Imagine, for example, a metric to predict sepsis that requires a twelve part scoring system, multiple regression, and the computing power of IBM’s Watson. This may not be a useful day to day metric for quality or outcome. Metrics that complicate operations and create excessive difficulty should be avoided. When you see that type of metric coming, jump out of the way of the train.
#4 Metrics that cause employees to ‘make their numbers’.
This is similar to problem metric number two. When staff can’t feel the metrics that we describe, or see how they affect patient care, it can be very hard to mentally link what we do every day to our quality levels.
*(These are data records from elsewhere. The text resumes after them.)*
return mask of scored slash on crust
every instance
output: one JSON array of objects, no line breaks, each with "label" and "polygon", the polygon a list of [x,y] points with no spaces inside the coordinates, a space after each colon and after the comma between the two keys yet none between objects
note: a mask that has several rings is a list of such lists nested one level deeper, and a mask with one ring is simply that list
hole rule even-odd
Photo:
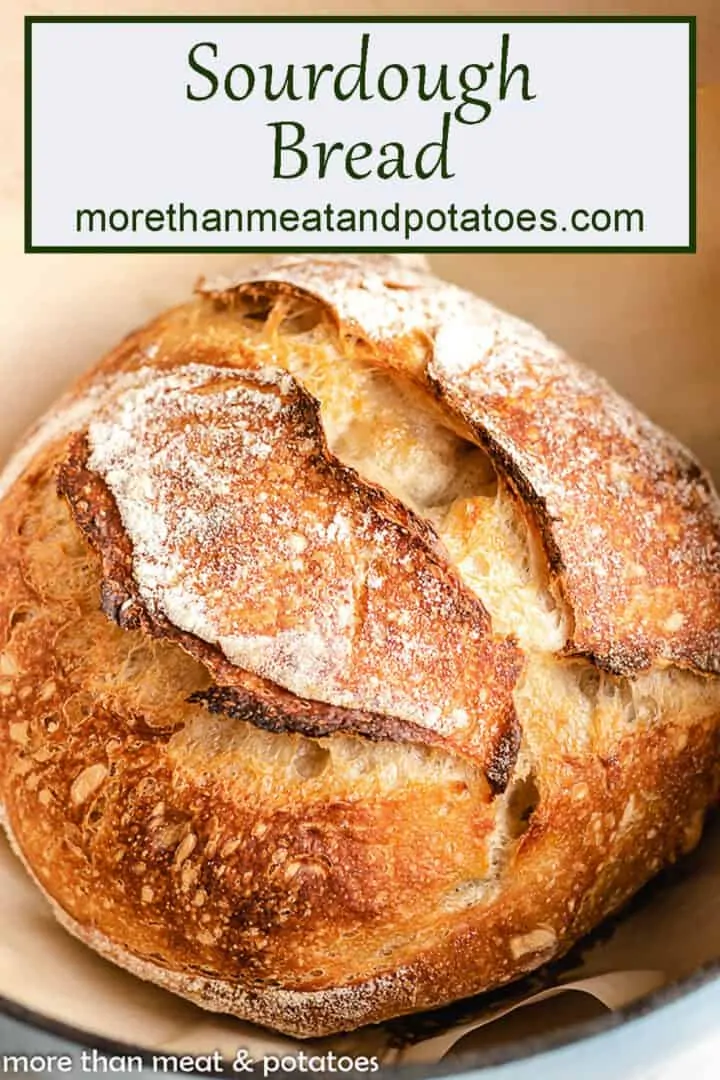
[{"label": "scored slash on crust", "polygon": [[708,475],[534,327],[389,257],[281,256],[201,282],[320,304],[373,362],[410,376],[489,454],[541,537],[566,651],[616,675],[720,672],[720,504]]},{"label": "scored slash on crust", "polygon": [[504,790],[521,653],[432,528],[329,453],[292,377],[159,372],[74,439],[58,484],[102,558],[106,614],[213,676],[194,701],[443,747]]}]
That can lead to situations where employees are acting just to ‘make their numbers’. That type of focus is difficult and makes metrics less useful.
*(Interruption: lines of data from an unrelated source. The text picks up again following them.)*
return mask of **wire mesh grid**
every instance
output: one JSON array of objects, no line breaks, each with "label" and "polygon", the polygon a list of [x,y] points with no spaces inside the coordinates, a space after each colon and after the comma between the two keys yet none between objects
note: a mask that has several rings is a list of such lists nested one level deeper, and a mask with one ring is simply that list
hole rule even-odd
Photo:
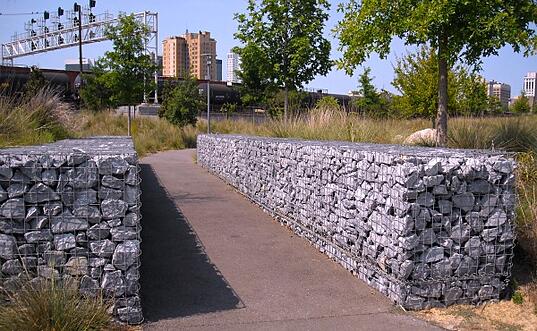
[{"label": "wire mesh grid", "polygon": [[142,322],[139,172],[127,138],[0,150],[2,288],[74,283],[122,322]]},{"label": "wire mesh grid", "polygon": [[498,299],[508,283],[510,155],[204,135],[198,162],[405,308]]}]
It’s important to have metrics that we perceive as having a tangible relationship to patients and their outcomes. We are so busy in healthcare that often if staff can fudge a metric, complete a form just to say it’s done, or in some other way ‘make numbers’, well, we often see that’s what happens. (That effect may not just be confined to healthcare of course!) It can be very challenging to create a metric that very clearly indicates what we have to do (and should be doing) rather than one that is sort of an abstract number we ‘have to hit’.
Take Aways, Or How To Avoid Being Hit By The Train Of Bad Metrics
In conclusion, there are at least four types of bad metrics and very clear ways to avoid them. Take a moment to try to see these trains coming from as far away in the distance as possible so that you can quickly get off the tracks unscathed.
We need metrics that we can feel and that tell a story of our patient care. We need ones that, whether government mandated or not, seem to relate to what we do everyday. We need ones that are easily gathered and tell the story of our performance clearly to both us as practitioners and staff who review us. Sometimes, we are mandated to collect certain end points yet, over time, I have come to find that when we do a good job with metrics that have meaning, we often have less defects and see better outcomes in all the metrics…whether we are mandated to collect a particular metric or not.
As part of your next quality project and how you participate in the healthcare system, take a minute to focus on whether the metrics you’re using are useful and, if not, how you can make them better. Be the first to sound the alarm if you see the train of bad metrics on the track to derail meaningful improvement for our patients.